Regrettably too there is no movement on our corporate tax rate, which remains an uncompetitive outlier internationally and a drag on external investment into Australia. Company tax reductions for businesses of all sizes are vital to incentivise additional business investment and create jobs for the future. There is no sound economic basis for providing lower rates for smaller companies only.
At the smaller/medium-sized business end the government has extended and broadened the asset write-off, which is welcome. This aims to negate Labor’s Australian Investment Guarantee, which gives a 20 percent write-off on all new investments.
There is a notable theme in the Budget of extra finance for regulators. Just over $1bn will be spent expanding the ATO’s Tax Avoidance programs with a view to bringing in an extra $4.6bn. But previous experience has shown a 1-6 ‘spend to save’ ratio is possible so this Budget estimate does not seem unreasonable.
Damian Ryan, KPMG Superannuation Partner said:
“We are very pleased to see the temporary tax relief provided to super fund mergers being made permanent. This was a case where tax policy contradicted the regulators’ push for more industry consolidation where funds are not meeting members needs and so is a welcome development. Income tax should no longer be a barrier to industry consolidation. Stamp duty, and the absence of rollover relief in some states, still needs to be addressed at a state level.

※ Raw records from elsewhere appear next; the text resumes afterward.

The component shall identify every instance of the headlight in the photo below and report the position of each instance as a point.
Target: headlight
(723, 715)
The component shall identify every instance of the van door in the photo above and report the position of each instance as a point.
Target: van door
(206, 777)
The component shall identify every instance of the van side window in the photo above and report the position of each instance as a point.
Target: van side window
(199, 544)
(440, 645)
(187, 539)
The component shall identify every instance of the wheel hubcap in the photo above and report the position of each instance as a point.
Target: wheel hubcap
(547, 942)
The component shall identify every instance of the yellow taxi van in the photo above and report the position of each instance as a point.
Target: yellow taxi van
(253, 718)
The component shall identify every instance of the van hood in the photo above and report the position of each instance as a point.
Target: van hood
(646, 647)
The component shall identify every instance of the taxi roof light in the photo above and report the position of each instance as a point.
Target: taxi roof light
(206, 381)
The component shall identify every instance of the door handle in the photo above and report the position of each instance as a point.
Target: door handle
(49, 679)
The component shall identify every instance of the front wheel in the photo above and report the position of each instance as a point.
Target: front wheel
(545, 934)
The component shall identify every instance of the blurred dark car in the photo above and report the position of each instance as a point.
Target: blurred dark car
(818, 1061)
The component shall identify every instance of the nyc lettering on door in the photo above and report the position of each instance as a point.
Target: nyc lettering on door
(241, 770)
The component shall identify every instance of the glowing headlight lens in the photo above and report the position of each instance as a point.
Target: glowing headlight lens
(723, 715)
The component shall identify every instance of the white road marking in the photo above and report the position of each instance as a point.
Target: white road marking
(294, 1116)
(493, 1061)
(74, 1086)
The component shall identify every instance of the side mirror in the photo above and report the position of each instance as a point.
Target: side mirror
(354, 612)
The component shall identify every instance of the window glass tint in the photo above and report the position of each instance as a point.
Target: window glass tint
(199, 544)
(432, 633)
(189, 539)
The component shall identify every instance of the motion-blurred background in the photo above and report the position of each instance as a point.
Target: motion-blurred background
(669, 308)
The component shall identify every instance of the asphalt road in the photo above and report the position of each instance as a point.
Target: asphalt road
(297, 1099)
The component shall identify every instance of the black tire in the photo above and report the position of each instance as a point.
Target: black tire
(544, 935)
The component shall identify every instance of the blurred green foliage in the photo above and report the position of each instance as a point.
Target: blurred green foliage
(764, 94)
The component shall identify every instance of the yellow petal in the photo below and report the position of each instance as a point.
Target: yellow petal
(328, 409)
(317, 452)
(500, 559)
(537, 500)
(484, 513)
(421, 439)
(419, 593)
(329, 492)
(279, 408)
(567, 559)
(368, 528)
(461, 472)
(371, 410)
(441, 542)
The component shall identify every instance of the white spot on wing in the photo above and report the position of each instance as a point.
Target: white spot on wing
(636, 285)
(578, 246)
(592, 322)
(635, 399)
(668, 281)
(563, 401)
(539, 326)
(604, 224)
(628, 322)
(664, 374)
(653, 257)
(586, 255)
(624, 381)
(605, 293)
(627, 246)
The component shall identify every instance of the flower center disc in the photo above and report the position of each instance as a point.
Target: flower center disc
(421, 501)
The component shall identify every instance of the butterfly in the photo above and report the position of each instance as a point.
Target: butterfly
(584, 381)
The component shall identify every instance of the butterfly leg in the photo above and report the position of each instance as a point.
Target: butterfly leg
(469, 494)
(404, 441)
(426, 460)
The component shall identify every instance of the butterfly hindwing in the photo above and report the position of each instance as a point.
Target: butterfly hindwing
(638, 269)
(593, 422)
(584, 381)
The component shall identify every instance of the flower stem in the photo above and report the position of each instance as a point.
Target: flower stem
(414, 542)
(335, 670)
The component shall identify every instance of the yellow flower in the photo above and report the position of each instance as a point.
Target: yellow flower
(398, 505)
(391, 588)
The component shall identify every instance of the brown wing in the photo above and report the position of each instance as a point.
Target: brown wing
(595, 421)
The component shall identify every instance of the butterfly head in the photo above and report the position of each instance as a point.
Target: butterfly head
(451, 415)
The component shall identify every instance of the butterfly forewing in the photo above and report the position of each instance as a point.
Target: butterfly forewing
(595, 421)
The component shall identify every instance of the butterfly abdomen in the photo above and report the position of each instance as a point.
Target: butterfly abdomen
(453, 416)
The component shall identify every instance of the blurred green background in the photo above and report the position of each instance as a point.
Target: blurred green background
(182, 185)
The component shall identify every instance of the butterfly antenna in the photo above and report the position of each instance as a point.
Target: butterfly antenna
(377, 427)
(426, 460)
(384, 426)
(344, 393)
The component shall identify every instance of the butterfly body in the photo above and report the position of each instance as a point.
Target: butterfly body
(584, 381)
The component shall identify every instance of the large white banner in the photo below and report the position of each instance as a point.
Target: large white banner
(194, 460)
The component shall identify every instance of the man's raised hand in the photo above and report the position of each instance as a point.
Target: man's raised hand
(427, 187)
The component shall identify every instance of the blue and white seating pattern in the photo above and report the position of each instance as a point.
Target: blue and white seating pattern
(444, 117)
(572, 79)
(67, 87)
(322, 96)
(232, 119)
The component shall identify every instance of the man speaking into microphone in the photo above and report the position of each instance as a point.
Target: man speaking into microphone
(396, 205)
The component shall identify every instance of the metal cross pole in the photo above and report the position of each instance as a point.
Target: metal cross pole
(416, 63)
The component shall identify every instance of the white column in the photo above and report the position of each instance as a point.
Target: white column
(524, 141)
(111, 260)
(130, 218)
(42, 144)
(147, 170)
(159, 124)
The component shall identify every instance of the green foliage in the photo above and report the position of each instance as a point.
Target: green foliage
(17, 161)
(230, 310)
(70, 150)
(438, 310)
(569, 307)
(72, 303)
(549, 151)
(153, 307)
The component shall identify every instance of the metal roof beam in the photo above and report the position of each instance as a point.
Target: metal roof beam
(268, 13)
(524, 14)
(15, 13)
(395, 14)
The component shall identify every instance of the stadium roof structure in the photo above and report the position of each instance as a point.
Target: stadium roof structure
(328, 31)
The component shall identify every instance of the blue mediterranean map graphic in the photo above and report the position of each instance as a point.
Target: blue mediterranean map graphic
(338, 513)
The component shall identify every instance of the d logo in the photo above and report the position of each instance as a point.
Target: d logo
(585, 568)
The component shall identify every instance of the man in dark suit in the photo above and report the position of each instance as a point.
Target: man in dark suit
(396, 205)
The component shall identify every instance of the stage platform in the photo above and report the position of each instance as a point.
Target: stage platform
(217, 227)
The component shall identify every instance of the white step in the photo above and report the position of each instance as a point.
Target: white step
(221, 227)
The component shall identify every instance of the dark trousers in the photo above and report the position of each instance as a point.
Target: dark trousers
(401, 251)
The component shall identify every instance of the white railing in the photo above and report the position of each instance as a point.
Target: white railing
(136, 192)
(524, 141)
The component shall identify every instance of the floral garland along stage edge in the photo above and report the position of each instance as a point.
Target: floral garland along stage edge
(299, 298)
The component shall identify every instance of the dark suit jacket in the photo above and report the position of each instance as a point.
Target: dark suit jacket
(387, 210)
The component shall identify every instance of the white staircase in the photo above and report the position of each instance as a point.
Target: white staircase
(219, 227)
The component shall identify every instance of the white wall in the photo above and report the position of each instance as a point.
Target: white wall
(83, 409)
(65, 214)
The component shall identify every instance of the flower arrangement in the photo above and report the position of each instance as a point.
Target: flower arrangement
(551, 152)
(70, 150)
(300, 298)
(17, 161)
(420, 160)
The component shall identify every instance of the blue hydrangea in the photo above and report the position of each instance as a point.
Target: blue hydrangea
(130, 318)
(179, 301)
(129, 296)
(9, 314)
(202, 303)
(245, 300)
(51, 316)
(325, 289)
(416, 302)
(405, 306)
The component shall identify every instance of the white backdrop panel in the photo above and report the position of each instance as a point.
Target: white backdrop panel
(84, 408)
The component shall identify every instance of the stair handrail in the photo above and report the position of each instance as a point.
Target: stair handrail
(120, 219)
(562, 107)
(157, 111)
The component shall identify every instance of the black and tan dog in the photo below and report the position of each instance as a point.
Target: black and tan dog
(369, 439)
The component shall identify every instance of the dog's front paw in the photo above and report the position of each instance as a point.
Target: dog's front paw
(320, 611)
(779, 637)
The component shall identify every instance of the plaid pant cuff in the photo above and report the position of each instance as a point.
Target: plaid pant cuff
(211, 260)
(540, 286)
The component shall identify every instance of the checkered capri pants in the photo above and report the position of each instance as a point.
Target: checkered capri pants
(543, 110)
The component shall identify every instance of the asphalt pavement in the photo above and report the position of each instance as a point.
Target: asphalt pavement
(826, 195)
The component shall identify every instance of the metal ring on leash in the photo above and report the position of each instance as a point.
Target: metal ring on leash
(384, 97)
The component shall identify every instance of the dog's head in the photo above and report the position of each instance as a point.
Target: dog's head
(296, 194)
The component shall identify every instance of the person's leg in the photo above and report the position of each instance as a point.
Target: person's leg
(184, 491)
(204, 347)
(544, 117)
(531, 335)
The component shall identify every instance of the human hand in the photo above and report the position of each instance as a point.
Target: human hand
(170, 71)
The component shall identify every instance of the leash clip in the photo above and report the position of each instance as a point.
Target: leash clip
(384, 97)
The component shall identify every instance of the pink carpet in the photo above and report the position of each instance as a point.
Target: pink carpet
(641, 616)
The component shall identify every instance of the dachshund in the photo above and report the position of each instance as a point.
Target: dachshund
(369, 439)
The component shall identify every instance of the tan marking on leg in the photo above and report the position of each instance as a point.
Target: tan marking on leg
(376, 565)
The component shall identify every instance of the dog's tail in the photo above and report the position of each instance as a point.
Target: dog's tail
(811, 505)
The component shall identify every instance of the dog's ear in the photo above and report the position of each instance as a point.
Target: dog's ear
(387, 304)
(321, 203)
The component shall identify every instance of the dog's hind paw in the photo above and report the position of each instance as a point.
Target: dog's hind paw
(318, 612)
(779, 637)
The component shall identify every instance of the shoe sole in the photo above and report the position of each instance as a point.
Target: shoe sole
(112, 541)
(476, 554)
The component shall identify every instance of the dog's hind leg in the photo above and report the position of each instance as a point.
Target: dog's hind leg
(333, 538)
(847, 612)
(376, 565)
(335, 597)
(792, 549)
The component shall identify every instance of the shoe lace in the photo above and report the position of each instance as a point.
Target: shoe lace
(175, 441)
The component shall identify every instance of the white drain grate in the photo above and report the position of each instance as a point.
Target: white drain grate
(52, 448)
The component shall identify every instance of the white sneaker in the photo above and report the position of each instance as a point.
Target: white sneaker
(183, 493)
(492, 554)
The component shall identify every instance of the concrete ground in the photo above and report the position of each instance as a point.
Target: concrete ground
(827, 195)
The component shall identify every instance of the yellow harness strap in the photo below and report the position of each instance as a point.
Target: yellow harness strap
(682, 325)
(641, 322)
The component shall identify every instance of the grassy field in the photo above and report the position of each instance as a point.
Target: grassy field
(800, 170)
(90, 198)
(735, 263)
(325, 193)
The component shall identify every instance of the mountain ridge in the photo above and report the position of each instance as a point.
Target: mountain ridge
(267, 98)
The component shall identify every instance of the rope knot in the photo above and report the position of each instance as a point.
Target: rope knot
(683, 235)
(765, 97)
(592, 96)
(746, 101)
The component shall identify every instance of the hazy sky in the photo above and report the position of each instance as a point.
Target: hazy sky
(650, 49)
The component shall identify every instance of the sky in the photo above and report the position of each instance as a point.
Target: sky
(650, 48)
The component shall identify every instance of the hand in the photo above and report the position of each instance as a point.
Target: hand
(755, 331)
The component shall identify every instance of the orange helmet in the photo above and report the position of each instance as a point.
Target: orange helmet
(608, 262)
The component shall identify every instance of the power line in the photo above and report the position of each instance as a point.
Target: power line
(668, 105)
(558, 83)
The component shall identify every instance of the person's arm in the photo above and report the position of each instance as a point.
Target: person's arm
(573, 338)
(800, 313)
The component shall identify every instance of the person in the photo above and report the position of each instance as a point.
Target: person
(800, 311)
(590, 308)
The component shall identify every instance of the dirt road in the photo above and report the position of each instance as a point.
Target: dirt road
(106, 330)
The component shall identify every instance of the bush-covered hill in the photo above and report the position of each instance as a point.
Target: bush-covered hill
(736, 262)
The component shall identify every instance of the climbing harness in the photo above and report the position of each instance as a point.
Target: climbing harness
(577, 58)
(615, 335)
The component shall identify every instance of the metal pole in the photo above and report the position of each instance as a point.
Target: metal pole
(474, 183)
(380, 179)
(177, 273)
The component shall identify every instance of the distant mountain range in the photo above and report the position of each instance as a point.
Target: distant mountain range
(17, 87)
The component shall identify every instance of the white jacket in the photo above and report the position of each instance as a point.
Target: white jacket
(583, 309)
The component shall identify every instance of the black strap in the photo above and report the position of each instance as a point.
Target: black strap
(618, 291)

For individuals, the government will allow 65 and 66 year olds to make voluntary contributions to their superannuation without having to meet the work test. People aged 65 and 66 will also be able to utilise the bring forward three-year non-concessional cap, allowing them to put $300,000 in one lump sum rather than $100,000 per year over three years. This will improve the ability of older Australians to save for their retirement. It will also align the work test with the eligibility to the Age Pension at 67.”